To present this, we'll turn to a class video.
Here you'll see me, dressed as a monk.
Actually, I've lived in monastery three times in my life.
But only for short durations.
Never more than 10 days.
But I wanted to dress like a monk for this class and turn out the lights, so
that the students would feel that they had been transported elsewhere.
To a different time and place back to the middle ages.
Accomplished and generally speaking in the middle ages there was this tendency to
ascribe to a single or
a couple of male authority figures, a lot more than they actually did.

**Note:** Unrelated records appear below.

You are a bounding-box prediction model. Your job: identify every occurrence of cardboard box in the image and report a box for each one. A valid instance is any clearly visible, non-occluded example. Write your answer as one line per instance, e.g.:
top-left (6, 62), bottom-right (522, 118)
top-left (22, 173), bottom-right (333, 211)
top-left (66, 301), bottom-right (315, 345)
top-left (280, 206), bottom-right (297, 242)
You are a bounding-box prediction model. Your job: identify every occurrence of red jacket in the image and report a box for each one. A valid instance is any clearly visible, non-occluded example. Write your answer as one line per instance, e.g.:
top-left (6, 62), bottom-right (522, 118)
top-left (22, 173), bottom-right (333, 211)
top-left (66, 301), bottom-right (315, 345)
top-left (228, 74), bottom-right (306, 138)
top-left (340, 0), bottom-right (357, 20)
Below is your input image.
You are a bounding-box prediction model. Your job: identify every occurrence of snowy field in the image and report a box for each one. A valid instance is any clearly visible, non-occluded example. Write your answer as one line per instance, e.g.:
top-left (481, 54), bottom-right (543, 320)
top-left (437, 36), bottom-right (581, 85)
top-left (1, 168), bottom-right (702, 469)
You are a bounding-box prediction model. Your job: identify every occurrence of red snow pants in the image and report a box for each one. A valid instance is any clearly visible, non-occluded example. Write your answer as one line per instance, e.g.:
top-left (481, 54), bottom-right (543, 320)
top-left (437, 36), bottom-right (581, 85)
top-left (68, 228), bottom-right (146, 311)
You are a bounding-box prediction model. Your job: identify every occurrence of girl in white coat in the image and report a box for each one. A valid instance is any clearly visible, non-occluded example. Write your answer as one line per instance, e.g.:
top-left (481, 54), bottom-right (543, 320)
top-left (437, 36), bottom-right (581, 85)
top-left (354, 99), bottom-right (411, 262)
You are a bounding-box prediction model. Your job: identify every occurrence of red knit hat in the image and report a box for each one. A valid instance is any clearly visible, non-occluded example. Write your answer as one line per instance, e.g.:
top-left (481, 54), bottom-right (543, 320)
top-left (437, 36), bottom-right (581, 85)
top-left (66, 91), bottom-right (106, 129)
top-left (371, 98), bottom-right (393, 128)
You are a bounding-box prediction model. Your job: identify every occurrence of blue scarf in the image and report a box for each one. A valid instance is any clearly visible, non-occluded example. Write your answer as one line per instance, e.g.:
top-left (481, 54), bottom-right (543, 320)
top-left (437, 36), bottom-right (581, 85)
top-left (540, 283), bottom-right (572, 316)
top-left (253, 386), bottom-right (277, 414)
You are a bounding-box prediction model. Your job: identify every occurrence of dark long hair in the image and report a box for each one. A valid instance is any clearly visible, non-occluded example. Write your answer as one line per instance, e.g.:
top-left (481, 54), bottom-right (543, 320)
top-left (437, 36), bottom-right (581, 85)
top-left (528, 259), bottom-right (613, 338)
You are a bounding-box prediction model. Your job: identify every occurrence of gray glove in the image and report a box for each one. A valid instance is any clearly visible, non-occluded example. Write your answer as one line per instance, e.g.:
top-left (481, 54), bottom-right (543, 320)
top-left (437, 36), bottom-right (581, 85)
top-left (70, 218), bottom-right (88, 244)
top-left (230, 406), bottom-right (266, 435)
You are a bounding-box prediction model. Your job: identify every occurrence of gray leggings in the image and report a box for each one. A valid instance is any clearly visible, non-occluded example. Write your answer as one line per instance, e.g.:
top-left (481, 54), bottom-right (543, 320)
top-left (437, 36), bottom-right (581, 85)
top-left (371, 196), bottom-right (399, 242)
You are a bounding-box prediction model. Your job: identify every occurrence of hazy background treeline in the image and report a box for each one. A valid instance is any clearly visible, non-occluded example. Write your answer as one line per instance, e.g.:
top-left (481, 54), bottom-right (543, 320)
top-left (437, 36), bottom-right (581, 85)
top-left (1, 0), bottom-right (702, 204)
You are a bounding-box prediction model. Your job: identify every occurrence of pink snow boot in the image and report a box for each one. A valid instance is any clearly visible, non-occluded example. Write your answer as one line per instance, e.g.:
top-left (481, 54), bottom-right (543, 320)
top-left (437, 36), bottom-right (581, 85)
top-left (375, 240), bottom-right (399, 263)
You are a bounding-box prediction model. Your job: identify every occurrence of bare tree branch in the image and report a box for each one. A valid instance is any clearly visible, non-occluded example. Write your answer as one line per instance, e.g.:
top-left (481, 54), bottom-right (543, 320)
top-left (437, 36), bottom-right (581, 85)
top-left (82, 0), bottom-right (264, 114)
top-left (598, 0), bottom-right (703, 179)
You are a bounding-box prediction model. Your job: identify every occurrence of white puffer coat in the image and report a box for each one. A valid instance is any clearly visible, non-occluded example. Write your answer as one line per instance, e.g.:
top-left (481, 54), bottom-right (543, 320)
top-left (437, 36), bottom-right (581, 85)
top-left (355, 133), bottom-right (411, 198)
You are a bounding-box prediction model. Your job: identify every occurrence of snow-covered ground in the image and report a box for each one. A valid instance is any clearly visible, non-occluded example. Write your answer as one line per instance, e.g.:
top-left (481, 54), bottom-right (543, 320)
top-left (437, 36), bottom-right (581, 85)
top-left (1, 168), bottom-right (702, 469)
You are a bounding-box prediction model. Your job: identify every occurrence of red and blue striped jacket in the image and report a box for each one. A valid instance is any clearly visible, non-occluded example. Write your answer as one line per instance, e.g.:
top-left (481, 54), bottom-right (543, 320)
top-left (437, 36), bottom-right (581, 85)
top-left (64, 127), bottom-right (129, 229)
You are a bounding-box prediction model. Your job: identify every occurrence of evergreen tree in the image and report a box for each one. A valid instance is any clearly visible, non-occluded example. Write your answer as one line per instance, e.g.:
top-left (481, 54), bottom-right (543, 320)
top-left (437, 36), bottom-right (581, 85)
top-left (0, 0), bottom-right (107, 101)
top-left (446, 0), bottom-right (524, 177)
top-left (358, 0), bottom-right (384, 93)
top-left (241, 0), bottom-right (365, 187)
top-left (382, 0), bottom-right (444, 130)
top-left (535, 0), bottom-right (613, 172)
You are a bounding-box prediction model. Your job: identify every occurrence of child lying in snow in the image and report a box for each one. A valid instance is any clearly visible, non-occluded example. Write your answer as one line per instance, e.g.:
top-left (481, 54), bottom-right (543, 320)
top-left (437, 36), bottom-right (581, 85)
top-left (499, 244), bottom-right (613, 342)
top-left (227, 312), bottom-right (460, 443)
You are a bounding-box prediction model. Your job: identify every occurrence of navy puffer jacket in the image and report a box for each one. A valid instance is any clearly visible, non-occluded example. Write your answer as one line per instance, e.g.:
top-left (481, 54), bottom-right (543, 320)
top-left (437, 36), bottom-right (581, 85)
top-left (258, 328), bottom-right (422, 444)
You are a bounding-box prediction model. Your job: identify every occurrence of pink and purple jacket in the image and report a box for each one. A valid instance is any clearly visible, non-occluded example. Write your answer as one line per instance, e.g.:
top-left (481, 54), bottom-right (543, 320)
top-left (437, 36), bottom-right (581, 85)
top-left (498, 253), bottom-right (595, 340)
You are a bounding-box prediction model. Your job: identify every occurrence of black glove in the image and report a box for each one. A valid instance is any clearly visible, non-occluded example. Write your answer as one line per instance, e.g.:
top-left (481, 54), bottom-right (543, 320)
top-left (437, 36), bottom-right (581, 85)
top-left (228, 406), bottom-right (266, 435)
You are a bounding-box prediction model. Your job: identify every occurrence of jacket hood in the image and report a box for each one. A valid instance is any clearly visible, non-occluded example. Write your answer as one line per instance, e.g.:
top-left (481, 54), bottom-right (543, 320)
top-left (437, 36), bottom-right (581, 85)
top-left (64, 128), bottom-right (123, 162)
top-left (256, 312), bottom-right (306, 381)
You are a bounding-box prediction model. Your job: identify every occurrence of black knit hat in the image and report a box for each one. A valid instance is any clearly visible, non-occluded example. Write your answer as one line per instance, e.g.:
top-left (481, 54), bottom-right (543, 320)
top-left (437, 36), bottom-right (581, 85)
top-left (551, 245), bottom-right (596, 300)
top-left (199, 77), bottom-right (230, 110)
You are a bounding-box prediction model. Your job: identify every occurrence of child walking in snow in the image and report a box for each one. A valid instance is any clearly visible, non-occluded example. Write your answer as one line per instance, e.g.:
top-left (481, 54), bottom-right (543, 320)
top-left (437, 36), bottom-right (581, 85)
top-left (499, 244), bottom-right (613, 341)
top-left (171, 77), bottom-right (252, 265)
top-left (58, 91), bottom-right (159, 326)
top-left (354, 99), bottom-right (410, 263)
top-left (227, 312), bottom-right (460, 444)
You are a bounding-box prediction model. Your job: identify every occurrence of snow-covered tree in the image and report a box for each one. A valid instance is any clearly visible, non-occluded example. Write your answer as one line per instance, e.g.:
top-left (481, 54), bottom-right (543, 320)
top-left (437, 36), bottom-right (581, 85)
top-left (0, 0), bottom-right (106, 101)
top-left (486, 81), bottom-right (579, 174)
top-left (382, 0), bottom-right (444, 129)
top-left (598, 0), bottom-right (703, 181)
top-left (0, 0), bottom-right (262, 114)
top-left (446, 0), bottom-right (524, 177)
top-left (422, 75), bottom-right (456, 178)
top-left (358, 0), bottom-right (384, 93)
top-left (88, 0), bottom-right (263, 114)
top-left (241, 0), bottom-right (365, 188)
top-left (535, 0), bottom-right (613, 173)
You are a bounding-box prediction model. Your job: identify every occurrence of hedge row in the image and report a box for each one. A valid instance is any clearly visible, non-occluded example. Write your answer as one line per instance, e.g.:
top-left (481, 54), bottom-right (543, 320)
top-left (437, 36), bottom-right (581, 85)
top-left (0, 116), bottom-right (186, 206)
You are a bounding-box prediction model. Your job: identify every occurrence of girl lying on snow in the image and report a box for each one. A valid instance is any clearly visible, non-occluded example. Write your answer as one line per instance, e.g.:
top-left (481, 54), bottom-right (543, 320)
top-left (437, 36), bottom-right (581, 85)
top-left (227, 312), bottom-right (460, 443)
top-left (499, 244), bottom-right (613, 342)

The point here is the Gregorian chant was being composed 500 years before
Gregory set foot on this Earth, and nearly a 1000 years after that.
What's the purpose of Gregorian chant?
What did it do?
Well, it did two things, one, it communicated the message of the church,
it allowed for the transmission of the word of God,
as they the faithful understood the word and understood God.
And it transmitted the theology, the message of the church.
Chant then, was a medium for the broadcast, literally,
the broadcast of the word, in a resonant acoustical environment, such as a stone or
stucco church, one can project, one can impel a text better.
If you sing it rather than just simply to claim it as usual.
I could say, for
example, now let us read the epistle of the blessed apostle Paul to the Romans.
But the text projects better if I sing it.
[FOREIGN].
In that fashion it goes out better, and it can reverberate better.